- Security researchers find a way to abuse Llama Llama Llam for the execution of the remote code
- Meta approached the problem in early October 2024
- The problem was to use Pickle as a serialization format for Socket communication
Meta’s great language model (LLM) had a vulnerability that could have allowed threat actors to execute arbitrary code on the defective server, experts warned.
Oligo Security cybersecurity researchers published an in-depth analysis on a bug followed under the name of CVE-2024-50050, which, according to the National Vulnerability Database (NVD), proceeds a gravity score of 6.3 (medium).
The bug was discovered in a component called Llama Stack, designed to optimize the deployment, scaling and integration of large languages.
OLIGO has described the affected version as “vulnerable to the deretion of unreliable data, which means that an attacker can execute arbitrary code by sending malicious data”.
NVD describes the flaw
“Socket communication has been changed to use JSON instead,” he added.
The researchers made a little meta on the bug on September 24, and the company approached it on October 10, by pushing the 0.0.41 versions.
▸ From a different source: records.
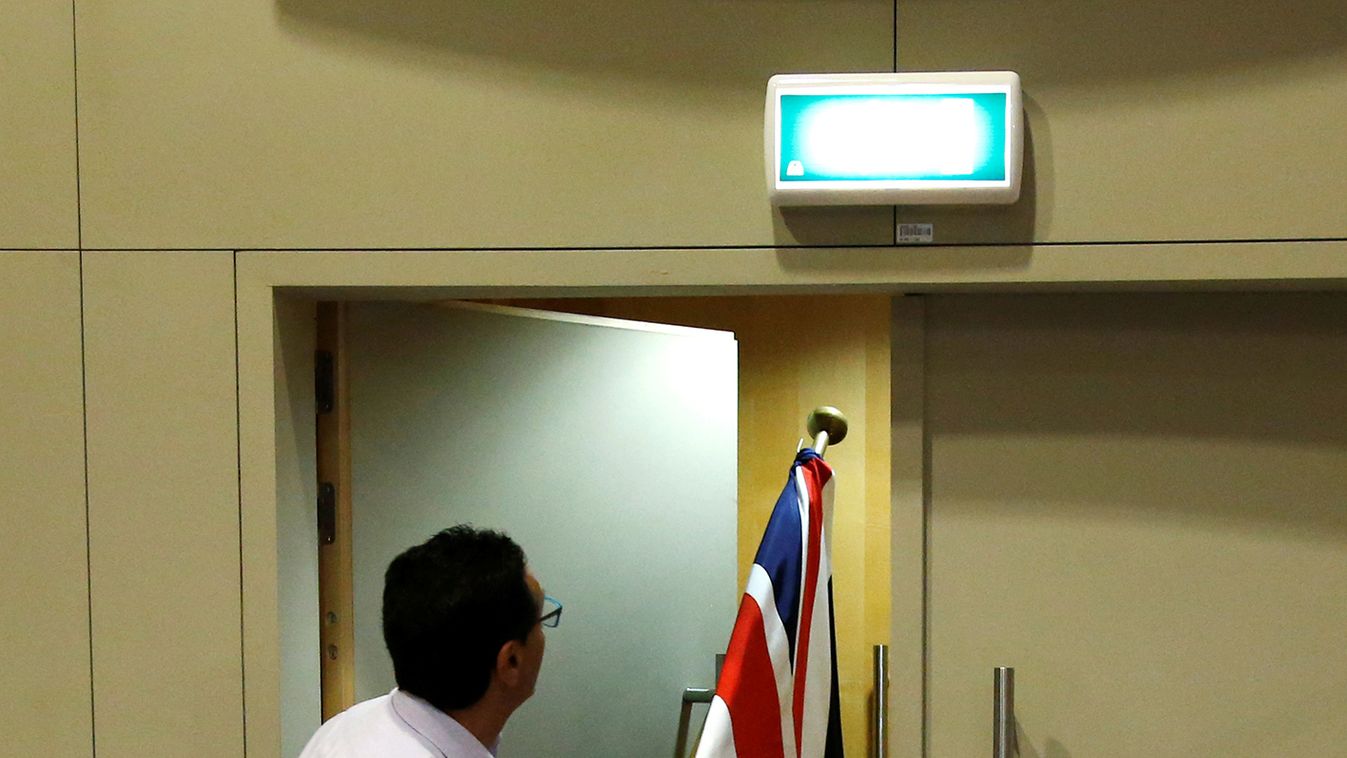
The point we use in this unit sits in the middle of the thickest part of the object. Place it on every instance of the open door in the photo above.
(606, 449)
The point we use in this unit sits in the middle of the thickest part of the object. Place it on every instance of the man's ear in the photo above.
(508, 663)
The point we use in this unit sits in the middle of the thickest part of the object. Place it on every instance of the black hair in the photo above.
(449, 606)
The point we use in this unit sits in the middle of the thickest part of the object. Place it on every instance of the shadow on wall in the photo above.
(703, 42)
(1102, 41)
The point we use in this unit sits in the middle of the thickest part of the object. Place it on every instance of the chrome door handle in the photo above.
(1004, 738)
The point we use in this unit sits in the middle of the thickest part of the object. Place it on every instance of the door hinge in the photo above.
(326, 513)
(325, 381)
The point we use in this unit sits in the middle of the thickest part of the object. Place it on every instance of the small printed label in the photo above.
(909, 233)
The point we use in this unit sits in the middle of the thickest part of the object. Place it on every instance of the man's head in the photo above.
(461, 615)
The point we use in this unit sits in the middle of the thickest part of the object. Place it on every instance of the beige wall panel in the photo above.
(45, 708)
(427, 123)
(38, 199)
(1153, 120)
(1137, 502)
(163, 504)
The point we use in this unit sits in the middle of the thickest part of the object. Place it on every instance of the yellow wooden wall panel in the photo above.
(1153, 120)
(45, 708)
(163, 504)
(365, 124)
(38, 203)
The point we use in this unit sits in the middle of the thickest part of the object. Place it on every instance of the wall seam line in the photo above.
(84, 408)
(74, 61)
(239, 459)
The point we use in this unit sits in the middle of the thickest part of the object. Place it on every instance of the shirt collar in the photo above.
(438, 727)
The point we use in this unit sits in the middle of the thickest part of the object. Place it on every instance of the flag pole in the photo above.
(827, 426)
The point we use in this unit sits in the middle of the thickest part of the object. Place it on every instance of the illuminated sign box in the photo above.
(895, 139)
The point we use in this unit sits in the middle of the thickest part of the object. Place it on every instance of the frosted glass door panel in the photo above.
(605, 449)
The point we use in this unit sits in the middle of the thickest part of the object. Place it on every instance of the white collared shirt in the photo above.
(398, 725)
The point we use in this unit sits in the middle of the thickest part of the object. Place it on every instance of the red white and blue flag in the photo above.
(777, 694)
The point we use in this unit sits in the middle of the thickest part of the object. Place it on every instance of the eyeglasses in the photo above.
(551, 611)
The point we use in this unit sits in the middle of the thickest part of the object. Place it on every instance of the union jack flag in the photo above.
(777, 694)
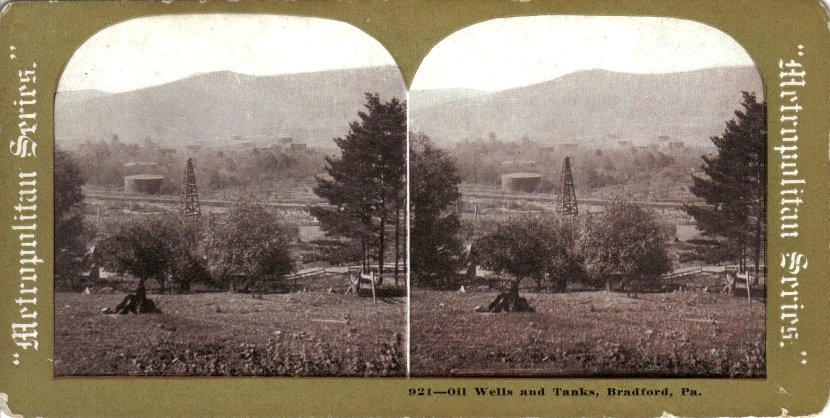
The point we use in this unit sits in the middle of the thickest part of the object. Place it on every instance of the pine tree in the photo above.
(435, 241)
(366, 182)
(735, 187)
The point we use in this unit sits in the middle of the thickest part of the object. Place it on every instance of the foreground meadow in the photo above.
(688, 334)
(298, 334)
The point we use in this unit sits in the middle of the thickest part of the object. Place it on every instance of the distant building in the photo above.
(143, 183)
(520, 182)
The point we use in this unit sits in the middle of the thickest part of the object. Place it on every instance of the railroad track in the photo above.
(551, 199)
(174, 200)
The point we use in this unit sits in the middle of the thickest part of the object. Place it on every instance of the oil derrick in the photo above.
(566, 201)
(189, 208)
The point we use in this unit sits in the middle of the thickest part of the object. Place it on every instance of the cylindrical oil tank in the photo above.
(143, 183)
(520, 182)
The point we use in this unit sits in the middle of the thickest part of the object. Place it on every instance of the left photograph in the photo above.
(230, 197)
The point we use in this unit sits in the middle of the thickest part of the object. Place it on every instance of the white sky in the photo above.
(156, 50)
(511, 52)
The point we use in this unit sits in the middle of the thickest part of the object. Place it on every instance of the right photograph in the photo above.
(588, 199)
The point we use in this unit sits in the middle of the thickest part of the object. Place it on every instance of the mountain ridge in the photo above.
(311, 106)
(593, 104)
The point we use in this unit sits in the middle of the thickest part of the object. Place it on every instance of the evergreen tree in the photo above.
(735, 188)
(366, 182)
(435, 242)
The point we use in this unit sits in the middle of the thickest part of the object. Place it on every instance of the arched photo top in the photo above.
(149, 51)
(204, 78)
(576, 79)
(510, 52)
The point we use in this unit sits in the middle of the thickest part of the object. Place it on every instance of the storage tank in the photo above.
(520, 182)
(143, 183)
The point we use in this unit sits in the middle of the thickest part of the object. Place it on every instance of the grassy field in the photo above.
(691, 334)
(297, 334)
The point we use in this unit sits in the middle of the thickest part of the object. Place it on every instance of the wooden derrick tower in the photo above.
(566, 201)
(190, 209)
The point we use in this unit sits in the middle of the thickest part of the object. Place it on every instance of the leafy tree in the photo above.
(435, 243)
(626, 240)
(70, 234)
(147, 248)
(366, 183)
(532, 247)
(564, 263)
(518, 247)
(735, 186)
(249, 241)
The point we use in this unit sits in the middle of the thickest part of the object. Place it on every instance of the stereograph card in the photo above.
(467, 208)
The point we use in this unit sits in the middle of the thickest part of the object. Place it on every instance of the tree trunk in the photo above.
(382, 243)
(397, 241)
(509, 301)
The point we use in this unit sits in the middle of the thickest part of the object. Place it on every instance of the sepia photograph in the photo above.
(588, 199)
(230, 200)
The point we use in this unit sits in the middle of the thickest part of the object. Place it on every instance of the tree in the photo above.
(625, 240)
(564, 262)
(367, 182)
(519, 247)
(70, 234)
(735, 186)
(249, 241)
(435, 243)
(147, 248)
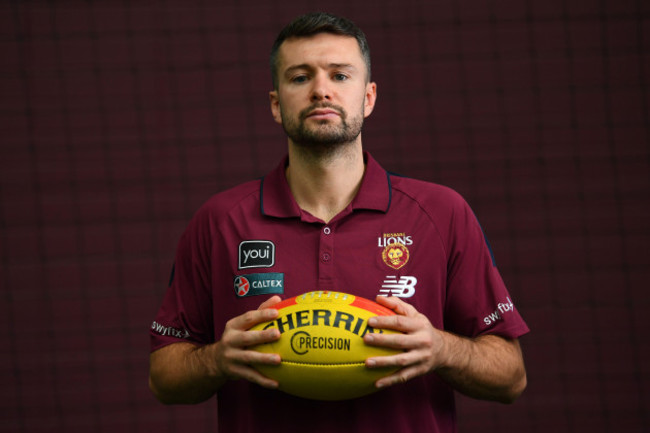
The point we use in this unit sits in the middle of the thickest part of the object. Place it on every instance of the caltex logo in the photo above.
(242, 286)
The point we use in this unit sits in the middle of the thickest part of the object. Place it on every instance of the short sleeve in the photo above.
(477, 299)
(186, 310)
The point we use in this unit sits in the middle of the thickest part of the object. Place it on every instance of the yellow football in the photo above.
(322, 348)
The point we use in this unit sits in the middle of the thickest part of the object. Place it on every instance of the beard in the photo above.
(326, 135)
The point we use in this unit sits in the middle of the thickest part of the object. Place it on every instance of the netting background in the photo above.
(119, 118)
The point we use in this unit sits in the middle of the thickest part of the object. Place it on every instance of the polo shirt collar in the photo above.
(276, 199)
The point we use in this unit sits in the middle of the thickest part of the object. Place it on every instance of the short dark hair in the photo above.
(312, 24)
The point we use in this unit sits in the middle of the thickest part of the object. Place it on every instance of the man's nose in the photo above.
(321, 89)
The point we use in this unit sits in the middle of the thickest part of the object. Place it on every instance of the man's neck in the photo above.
(324, 185)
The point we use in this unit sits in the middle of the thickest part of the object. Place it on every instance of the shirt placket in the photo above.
(326, 278)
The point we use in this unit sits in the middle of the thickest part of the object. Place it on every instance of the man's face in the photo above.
(323, 95)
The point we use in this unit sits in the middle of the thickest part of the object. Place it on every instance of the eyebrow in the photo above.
(306, 66)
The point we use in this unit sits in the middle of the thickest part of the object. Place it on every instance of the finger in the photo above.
(397, 305)
(402, 376)
(252, 318)
(252, 375)
(395, 322)
(392, 341)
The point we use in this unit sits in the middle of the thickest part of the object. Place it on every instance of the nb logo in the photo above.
(402, 288)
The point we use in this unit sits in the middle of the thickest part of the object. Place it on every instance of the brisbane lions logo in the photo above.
(395, 255)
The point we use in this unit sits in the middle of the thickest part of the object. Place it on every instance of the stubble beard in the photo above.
(326, 137)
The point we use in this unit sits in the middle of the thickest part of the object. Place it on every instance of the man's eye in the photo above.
(299, 79)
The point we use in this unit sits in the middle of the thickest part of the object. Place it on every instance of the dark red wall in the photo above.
(119, 118)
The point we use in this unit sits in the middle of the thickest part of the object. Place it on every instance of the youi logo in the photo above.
(256, 254)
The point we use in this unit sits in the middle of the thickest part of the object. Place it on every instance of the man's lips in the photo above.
(323, 113)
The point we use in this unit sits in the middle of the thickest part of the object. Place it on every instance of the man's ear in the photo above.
(275, 106)
(370, 99)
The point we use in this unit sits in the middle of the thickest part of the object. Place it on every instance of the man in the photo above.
(330, 218)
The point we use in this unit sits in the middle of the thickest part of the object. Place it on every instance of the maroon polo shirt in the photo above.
(402, 237)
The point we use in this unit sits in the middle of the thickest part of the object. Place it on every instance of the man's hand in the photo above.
(421, 342)
(186, 373)
(487, 367)
(231, 354)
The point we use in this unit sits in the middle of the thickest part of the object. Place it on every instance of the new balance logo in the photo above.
(402, 288)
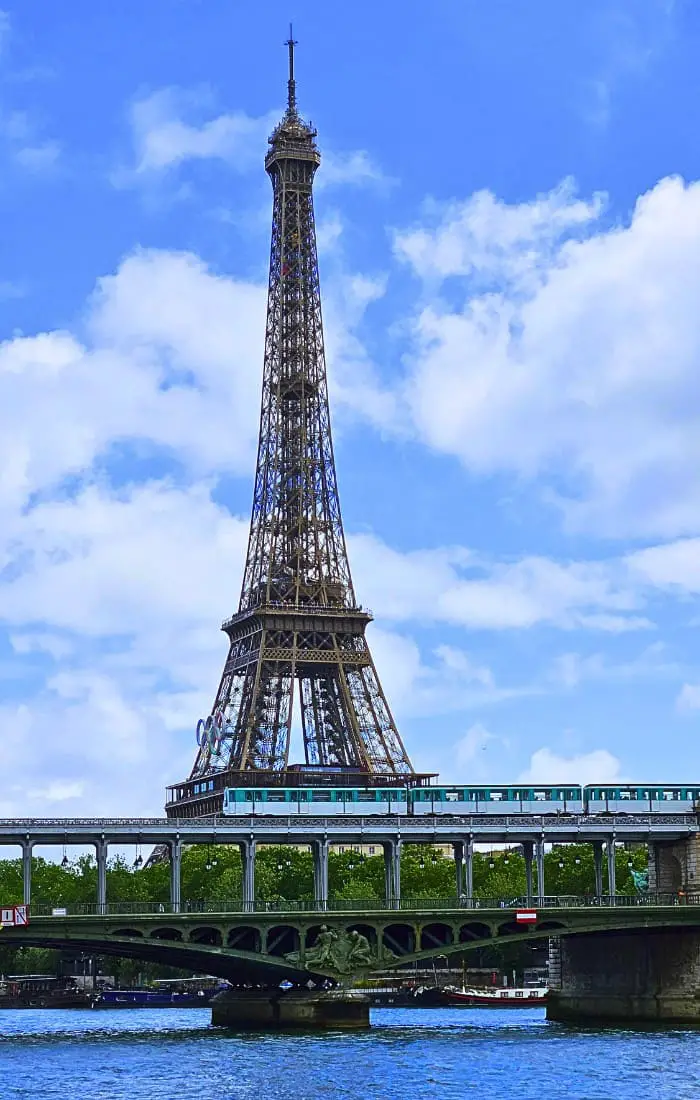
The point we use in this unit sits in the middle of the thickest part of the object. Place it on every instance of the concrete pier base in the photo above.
(642, 977)
(262, 1009)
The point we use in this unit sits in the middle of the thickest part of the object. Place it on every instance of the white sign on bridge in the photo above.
(14, 916)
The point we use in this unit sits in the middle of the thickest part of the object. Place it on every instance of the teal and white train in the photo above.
(564, 799)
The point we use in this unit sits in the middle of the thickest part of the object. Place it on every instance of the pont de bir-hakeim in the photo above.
(298, 627)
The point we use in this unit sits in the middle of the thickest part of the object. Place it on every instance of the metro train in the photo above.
(331, 801)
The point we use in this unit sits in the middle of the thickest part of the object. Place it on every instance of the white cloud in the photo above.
(58, 792)
(455, 585)
(547, 767)
(569, 670)
(172, 360)
(138, 583)
(566, 352)
(163, 139)
(688, 699)
(671, 565)
(357, 168)
(170, 127)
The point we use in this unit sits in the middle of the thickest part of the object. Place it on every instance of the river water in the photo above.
(415, 1053)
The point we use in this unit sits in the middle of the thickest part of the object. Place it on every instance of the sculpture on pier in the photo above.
(342, 952)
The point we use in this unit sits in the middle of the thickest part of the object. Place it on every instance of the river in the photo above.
(415, 1053)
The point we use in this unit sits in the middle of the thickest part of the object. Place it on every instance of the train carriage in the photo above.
(319, 802)
(496, 800)
(635, 799)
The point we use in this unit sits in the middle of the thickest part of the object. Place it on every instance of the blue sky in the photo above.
(509, 223)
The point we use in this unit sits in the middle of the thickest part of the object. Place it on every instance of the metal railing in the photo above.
(610, 824)
(236, 905)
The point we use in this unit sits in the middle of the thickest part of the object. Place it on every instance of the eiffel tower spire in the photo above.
(298, 629)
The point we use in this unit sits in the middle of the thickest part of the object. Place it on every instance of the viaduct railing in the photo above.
(237, 905)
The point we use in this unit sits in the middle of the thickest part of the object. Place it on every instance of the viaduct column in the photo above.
(612, 888)
(100, 855)
(176, 865)
(392, 872)
(540, 869)
(458, 848)
(465, 868)
(26, 870)
(527, 851)
(320, 872)
(598, 867)
(248, 859)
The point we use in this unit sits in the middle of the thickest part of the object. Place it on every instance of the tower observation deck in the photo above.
(299, 628)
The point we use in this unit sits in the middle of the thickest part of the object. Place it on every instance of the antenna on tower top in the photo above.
(291, 83)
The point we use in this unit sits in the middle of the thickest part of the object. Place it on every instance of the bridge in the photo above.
(674, 843)
(286, 942)
(611, 957)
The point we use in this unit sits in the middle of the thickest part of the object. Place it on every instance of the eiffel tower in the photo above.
(298, 626)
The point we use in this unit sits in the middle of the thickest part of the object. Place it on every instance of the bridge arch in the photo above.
(173, 934)
(436, 935)
(400, 938)
(282, 939)
(477, 930)
(245, 938)
(206, 935)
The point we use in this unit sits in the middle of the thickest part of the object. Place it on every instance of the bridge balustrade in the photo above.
(362, 905)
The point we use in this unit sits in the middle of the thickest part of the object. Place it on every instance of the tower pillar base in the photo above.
(268, 1009)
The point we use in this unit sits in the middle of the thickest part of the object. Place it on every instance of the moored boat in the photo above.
(507, 997)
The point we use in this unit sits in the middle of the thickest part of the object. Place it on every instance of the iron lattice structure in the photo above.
(298, 624)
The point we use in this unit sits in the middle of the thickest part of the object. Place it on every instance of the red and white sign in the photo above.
(526, 916)
(14, 916)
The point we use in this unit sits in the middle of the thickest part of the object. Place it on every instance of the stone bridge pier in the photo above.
(616, 977)
(675, 866)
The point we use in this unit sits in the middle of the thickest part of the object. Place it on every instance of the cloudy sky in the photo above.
(509, 221)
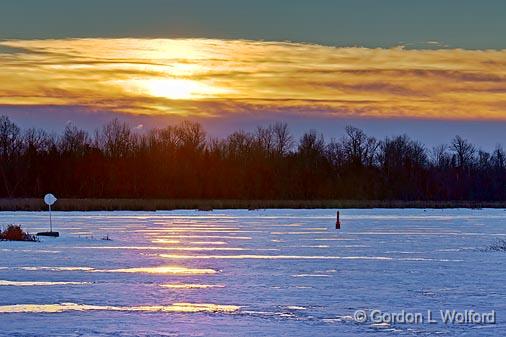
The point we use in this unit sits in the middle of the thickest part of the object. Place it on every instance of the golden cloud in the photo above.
(204, 77)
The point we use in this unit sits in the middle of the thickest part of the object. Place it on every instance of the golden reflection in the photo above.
(173, 270)
(63, 307)
(190, 286)
(38, 283)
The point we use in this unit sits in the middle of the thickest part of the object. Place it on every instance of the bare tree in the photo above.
(464, 151)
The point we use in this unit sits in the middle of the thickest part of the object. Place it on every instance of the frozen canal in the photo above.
(252, 273)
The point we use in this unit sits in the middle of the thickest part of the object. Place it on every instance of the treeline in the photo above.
(182, 162)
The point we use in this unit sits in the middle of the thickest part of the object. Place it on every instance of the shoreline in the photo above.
(37, 204)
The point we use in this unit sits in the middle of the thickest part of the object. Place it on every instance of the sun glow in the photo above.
(174, 88)
(222, 78)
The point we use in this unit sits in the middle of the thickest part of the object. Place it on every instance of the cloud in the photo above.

The Hacker News Notes La Faille was also corrected in Pyzmq, a Python library which gives access to the Zeromq messaging library.
With the patch, Meta published a security notice in which he said to the community that he had corrected a risk of distant code execution associated with the use of pickles as a serialization format for socket communication. The solution was to go into JSON format.
Llama, or model of large Meta AI language is a series of large language models developed by the social media giant, Meta. These models are designed for natural language treatment tasks (NLP), such as text generation, summary, translation, etc.